Neste domingo (10/08) a mexicana Karla Estrella completa uma inédita condenação judicial: se desculpar durante 30 dias consecutivos por ter criticado um casal de políticos governistas na rede social X, antigo Twitter. O caso dela remonta às denúncias de jornalistas e veículos de comunicação sobre o aumento das pressões para fiscalizar o poder, ao ponto que a Sociedade Interamericana de Imprensa (SIP) alertou sobre “uma preocupante tendência” de novas formas de “censura judicial e legislativa” no México.
Durante o último mês, a arquiteta e dona de casa, de 47 anos publicou a retratação no X. “Peço desculpas (...) pela mensagem que continha violência simbólica, psicológica (...), assim como discriminação, baseada em estereótipos de gênero”, escreveu Estrella. A punição imposta por um tribunal eleitoral deixou um gosto amargo.
Para a Agence France-Presse (AFP), a mulher natural de Hermosillo (Sonora, norte), afirmou que se sente em uma situação de desamparo.
O caso se soma a outro ocorrido em fevereiro de 2024, quando a mulher, muito ativa no X, acusou o deputado Sergio Gutiérrez Luna, atual chefe da Câmara dos Deputados e membro do Morena, partido da presidente de esquerda Claudia Sheinbaum, de nepotismo.

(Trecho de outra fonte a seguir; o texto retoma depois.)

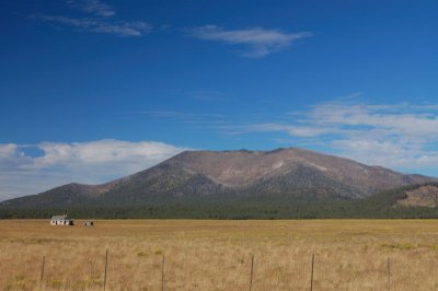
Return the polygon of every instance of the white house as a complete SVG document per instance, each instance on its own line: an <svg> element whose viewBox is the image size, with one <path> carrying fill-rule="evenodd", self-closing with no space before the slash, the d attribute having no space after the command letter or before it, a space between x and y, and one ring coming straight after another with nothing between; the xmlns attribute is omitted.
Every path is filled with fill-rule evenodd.
<svg viewBox="0 0 438 291"><path fill-rule="evenodd" d="M68 219L66 214L53 216L50 220L50 225L73 225L73 221L71 219Z"/></svg>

A beneficiária do suposto abuso era a esposa de Gutiérrez, Diana Karina Barreras, que na época concorria a uma vaga como deputada, mas não foi mencionada no tuíte.
DECISÃO Irrevogável
Além de Estrella, milhões de mexicanos publicam mensagens sobre o caso nas redes sociais, com posicionamentos contra sua liderança política, geralmente por suspeitas de corrupção. Por azar de Estrella, a deputada Barreras denunciou o caso, que terminou com uma sentença irrevogável: culpada por “violência política” de gênero.

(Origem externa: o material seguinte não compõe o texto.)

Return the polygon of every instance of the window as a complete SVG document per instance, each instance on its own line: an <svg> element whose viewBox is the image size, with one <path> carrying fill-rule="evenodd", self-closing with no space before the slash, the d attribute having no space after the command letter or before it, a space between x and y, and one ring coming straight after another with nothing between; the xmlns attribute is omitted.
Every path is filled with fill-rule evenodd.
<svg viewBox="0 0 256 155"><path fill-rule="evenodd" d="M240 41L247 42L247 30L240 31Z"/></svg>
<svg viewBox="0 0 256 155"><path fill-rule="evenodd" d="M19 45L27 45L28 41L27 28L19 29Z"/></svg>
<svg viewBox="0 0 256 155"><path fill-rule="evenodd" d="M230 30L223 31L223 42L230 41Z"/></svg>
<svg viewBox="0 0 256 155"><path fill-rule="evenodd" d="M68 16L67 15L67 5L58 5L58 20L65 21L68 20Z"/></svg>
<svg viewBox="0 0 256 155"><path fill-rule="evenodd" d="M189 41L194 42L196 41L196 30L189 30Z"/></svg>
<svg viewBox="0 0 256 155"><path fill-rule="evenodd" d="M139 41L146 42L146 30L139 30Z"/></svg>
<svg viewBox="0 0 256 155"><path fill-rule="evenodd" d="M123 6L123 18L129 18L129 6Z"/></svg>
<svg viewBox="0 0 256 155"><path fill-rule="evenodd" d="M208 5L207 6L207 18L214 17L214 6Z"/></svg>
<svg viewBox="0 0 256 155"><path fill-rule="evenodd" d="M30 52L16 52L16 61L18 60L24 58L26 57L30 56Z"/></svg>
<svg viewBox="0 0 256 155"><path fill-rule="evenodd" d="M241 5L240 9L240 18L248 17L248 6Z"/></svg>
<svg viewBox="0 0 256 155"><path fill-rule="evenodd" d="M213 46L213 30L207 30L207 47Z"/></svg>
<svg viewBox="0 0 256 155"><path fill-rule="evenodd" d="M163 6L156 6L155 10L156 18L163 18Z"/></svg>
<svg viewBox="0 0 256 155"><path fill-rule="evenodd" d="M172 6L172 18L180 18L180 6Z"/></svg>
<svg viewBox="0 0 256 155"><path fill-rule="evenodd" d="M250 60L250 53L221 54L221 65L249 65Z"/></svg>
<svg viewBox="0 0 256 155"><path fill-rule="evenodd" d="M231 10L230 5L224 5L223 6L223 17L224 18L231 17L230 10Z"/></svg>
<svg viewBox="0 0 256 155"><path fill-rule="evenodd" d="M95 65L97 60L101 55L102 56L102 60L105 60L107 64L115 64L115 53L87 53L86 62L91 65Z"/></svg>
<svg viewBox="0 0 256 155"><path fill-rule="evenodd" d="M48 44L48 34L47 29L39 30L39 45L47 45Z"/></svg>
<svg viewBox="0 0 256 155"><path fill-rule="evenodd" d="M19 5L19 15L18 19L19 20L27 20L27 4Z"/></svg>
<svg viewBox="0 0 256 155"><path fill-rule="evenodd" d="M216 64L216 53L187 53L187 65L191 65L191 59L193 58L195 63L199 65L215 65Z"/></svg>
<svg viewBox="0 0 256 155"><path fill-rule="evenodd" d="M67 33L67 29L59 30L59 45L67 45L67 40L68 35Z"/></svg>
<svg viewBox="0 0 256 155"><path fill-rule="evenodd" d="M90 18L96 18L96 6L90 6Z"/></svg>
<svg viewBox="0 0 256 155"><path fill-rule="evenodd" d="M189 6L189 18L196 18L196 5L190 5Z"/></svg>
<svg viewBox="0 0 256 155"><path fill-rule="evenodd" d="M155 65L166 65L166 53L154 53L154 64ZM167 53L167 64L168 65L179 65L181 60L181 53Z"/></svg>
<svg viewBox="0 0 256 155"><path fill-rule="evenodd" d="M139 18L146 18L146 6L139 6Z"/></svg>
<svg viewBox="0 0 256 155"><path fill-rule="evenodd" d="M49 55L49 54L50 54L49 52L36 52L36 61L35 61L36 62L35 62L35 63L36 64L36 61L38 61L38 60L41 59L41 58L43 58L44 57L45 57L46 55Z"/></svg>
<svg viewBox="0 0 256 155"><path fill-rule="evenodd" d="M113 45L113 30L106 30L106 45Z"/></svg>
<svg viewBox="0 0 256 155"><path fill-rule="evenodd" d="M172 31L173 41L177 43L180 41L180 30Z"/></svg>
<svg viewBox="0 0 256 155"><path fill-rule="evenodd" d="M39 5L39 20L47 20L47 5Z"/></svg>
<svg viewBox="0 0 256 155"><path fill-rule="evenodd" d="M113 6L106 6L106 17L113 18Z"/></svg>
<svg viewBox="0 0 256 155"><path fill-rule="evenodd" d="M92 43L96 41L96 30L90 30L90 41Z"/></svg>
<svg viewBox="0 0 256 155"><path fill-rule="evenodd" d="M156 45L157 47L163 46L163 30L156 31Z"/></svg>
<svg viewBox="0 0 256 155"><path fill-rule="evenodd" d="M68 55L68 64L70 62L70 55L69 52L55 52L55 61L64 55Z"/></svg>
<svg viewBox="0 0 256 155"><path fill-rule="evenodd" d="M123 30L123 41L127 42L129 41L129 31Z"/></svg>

Para o tribunal, a publicação “afetou” o desempenho profissional de Barreras ao colocá-la em posição de “subordinação a uma figura masculina, minimizando suas capacidades e trajetória”. Apesar de Estrella ter se explicado e afirmado que sua mensagem criticava apenas o deputado, os magistrados rejeitaram seus argumentos.
“Sou uma cidadã comum, que usa suas redes para opinar, para se divertir, para se informar. Não tenho poder para mudar a política no México, nem essa era a intenção”, disse Estrella, incrédula diante do uso de recursos públicos para processá-la. Apesar de os denunciantes serem do mesmo partido, a presidente Sheinbaum considerou a sanção um “excesso”, ressaltando que “o poder é humildade, não soberba”.
ENTENDA
Duas leis fundamentaram a penalidade contra Estrella, uma sobre violência política de gênero e outra que regula propaganda eleitoral em meios como rádio e televisão. Mas aplicar a cidadãos comuns normas que foram criadas para “partidos políticos, grandes empresários e meios de comunicação” abre caminho para “graves violações à liberdade de expressão”, comentou a defensora de Estrella, Mariana Calderón.
“Fizeram uma espécie de monstro” ao combinar as duas normas, acrescentou a diretora da ONG Centro Nacional de Litígio Estratégico. Além das desculpas e do pagamento de uma multa, o nome de Estrella ficará exposto publicamente até 2027 como “pessoa sancionada” por violência política de gênero.
Essa sanção, entretanto, teve efeito bumerangue para os deputados, já que opositores e usuários das redes não param de publicar fotos e vídeos que mostram o aparente estilo de vida ostentoso do casal. Estrella, manteve o seu senso de humor intacto. No mês da punição, ela passou de cerca de 7 mil para quase 60 mil seguidores no X e está decidida a levar seu caso a instâncias internacionais.
“Vamos à Corte Interamericana (...) porque foi um excesso o que os magistrados fizeram comigo. Como não há outra instância no México que me proteja (...), a ideia é pedir ajuda a alguém imparcial que possa dar seu veredito”, afirmou.